Hi,Is anyone in athens looking to make new friends.I live in voula and im 28..I would love to meet some nice people to hang out with


----------



## Maurie (Jul 23, 2012)

Nobody is friendless at the moment like myself?


----------



## rodnimac (Aug 4, 2012)

Hi i am Rodnimac.


----------



## rodnimac (Aug 4, 2012)

And i am work and live in South Africa.


----------



## rodnimac (Aug 4, 2012)

I am funny guy and i hate those who never tell truth.


----------



## rodnimac (Aug 4, 2012)

I always trust in GOD and ready to help poor peoples.


----------



## rodnimac (Aug 4, 2012)

Is this sufficient about me or tell anything else about my life.and now i want to say something to you.....


----------



## Maurie (Jul 23, 2012)

Hello Rodnimac,thanks for writing and nice to meet you..but right now im looking to make new friends in Athens where i live...Anyways enjoying life in south africa?


----------



## griega (Sep 14, 2012)

Maurie said:


> Hi,Is anyone in athens looking to make new friends.I live in voula and im 28..I would love to meet some nice people to hang out with


There is a social group called Newcomers in the South. Google it to get more info 
Good luck!


----------



## Maurie (Jul 23, 2012)

Thanks,i will check it out.


----------



## zabestof (Jul 23, 2010)

Hey mate,

Me and my wife are living in Kallithea.

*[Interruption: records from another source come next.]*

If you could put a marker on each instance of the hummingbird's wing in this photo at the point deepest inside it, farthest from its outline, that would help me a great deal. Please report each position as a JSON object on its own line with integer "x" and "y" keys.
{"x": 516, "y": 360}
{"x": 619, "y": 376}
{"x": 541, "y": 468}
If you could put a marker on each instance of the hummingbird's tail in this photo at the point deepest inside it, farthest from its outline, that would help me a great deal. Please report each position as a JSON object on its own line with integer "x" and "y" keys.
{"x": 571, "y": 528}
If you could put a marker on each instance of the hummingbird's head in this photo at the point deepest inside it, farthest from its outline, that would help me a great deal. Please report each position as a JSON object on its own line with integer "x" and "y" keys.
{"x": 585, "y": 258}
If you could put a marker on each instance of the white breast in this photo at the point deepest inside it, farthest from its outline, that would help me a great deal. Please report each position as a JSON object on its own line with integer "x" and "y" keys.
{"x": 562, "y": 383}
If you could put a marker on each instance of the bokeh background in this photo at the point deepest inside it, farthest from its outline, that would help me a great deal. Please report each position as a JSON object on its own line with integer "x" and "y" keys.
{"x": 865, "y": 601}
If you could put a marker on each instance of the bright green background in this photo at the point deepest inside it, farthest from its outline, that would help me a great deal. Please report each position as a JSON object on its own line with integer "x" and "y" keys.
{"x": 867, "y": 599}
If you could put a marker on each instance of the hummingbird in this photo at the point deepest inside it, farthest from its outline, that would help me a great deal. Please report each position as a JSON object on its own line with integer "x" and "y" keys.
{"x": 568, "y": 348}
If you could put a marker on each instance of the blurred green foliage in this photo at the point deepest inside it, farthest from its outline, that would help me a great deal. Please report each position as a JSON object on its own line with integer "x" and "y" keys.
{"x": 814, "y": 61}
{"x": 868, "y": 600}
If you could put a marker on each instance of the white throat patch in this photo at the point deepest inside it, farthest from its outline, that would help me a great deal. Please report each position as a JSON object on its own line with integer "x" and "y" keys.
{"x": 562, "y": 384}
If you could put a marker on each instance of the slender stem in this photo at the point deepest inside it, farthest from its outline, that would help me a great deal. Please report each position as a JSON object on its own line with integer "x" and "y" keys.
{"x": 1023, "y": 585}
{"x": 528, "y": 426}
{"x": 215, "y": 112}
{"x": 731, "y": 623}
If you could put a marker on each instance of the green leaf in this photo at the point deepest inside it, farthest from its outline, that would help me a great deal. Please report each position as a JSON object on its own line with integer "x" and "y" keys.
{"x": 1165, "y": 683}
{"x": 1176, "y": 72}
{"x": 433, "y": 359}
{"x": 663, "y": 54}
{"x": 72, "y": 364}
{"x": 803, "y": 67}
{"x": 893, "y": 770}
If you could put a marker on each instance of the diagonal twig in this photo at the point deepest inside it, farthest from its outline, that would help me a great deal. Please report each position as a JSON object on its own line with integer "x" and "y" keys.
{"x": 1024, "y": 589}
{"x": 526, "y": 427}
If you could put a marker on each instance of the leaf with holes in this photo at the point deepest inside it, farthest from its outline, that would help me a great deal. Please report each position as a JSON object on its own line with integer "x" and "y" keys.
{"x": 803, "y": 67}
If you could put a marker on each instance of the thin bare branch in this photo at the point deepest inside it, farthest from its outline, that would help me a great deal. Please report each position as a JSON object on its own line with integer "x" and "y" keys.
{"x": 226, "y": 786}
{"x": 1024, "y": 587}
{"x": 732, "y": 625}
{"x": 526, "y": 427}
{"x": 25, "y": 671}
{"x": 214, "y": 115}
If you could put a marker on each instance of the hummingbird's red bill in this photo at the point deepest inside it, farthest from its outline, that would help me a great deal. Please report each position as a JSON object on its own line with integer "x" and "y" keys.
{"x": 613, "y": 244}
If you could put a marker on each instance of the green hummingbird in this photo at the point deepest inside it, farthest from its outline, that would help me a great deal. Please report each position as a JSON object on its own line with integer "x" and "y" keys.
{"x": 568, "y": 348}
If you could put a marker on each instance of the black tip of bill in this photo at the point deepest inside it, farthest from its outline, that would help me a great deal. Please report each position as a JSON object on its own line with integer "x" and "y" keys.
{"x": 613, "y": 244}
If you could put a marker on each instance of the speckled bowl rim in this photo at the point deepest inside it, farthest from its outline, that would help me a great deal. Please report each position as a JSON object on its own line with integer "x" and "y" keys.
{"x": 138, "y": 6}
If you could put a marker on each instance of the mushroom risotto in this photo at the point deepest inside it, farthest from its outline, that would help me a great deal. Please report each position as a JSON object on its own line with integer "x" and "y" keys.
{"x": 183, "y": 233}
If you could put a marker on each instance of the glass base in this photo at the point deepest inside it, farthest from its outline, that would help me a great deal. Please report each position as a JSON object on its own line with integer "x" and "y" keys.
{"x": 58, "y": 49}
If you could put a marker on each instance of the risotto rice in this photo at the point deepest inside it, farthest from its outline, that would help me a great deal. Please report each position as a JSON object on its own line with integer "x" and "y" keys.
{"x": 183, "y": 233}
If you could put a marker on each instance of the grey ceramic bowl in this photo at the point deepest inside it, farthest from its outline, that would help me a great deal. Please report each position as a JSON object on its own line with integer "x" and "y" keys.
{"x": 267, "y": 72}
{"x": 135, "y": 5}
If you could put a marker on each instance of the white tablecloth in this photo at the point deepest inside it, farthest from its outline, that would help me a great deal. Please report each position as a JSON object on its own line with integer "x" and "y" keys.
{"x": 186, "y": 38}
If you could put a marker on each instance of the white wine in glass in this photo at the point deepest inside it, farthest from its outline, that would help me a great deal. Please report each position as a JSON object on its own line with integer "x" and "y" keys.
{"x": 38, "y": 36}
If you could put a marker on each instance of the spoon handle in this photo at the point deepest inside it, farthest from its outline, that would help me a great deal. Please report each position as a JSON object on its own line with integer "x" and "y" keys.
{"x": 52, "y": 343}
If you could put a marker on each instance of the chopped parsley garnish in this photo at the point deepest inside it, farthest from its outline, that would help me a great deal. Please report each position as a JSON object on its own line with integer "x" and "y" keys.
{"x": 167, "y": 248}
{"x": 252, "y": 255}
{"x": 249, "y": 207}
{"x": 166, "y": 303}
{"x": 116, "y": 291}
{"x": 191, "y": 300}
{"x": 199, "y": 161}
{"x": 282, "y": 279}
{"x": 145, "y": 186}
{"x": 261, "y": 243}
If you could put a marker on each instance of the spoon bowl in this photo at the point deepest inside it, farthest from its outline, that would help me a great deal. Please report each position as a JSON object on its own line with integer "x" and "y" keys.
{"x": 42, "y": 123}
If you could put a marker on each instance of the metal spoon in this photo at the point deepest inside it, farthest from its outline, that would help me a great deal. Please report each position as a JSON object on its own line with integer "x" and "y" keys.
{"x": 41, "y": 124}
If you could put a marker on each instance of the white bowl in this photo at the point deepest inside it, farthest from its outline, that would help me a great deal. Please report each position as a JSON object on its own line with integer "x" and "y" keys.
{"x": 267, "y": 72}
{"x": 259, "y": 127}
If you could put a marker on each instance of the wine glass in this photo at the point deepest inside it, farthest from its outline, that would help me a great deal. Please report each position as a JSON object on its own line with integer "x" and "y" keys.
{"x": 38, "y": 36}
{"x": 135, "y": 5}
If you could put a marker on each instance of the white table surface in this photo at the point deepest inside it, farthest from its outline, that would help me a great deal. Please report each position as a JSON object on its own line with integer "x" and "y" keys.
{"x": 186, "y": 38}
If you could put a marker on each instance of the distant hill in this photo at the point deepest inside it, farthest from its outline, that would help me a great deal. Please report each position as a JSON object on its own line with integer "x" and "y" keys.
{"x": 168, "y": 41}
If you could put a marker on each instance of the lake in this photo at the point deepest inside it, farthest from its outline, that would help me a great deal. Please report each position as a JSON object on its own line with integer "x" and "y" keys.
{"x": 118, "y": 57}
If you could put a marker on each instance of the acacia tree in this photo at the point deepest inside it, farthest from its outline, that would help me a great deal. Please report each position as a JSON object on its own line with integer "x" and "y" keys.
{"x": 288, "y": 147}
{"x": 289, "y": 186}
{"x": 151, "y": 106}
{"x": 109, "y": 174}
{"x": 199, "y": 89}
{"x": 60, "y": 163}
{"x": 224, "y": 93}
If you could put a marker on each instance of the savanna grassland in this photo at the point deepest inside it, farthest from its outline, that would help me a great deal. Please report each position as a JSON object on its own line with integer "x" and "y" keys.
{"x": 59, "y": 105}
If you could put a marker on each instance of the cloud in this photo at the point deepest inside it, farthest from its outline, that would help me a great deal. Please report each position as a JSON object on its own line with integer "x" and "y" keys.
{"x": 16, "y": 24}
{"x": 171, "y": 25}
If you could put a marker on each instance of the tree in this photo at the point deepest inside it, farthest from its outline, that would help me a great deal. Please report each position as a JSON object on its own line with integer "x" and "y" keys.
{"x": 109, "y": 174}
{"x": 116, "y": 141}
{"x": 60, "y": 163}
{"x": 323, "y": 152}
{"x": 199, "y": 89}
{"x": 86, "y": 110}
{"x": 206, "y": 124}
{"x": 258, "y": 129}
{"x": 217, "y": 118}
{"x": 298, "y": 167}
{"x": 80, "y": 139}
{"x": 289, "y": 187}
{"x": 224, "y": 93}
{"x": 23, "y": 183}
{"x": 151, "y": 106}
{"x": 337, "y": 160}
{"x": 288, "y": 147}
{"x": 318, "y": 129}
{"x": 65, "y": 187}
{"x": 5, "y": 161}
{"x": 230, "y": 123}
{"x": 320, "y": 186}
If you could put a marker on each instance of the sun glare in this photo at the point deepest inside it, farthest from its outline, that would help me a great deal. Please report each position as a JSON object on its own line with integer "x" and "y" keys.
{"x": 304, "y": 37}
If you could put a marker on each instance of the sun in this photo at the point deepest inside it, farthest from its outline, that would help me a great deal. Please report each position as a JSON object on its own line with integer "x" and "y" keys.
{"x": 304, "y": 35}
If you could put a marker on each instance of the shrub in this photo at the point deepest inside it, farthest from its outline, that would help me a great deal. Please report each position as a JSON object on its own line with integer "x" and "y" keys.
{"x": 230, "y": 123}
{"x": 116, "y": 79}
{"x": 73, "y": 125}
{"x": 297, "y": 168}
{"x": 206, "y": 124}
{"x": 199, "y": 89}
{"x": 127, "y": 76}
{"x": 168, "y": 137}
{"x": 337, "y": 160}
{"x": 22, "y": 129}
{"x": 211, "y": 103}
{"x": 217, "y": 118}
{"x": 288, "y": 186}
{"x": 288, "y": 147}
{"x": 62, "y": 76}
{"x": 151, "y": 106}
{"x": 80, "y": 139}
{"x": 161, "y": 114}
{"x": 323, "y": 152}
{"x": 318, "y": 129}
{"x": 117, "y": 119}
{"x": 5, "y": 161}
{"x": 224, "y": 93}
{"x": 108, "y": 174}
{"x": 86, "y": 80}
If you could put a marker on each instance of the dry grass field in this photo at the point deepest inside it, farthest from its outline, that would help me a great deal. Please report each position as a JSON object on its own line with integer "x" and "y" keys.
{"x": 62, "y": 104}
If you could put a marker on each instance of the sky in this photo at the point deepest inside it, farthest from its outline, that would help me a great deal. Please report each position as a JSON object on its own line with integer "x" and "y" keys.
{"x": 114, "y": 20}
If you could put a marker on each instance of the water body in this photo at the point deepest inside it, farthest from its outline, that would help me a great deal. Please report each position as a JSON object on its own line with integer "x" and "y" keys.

Let me know if you pass by anytime, we can go for a coffee if you want.

Cheers!


----------



## Lisa1 (Mar 1, 2013)

hi my name is lisa are you still in Athens?


----------



## Maurie (Jul 23, 2012)

Hello Lisa,thanks for writing.Where do you live?want to meet up for a cafe or drink some time?let me know.Take care


----------



## Maurie (Jul 23, 2012)

Thanks guys..sure we can meet up at syntagma or something for a drink or cafe if you want.Let me know when its ok with you guys.Take care


----------



## Maurie (Jul 23, 2012)

@zabestof....Thanks guys..sure we can meet up at syntagma or something for a drink or cafe if you want.Let me know when its ok with you guys.Take care


----------



## tracey1 (Nov 5, 2010)

you could join the newcomers group which has a meeting once a month in Glyfada

http://www.facebook.com/groups/newcomerssouth/

also try this facebook site, they organise meetings, nights out etc

http://www.facebook.com/groups/7458516730/


----------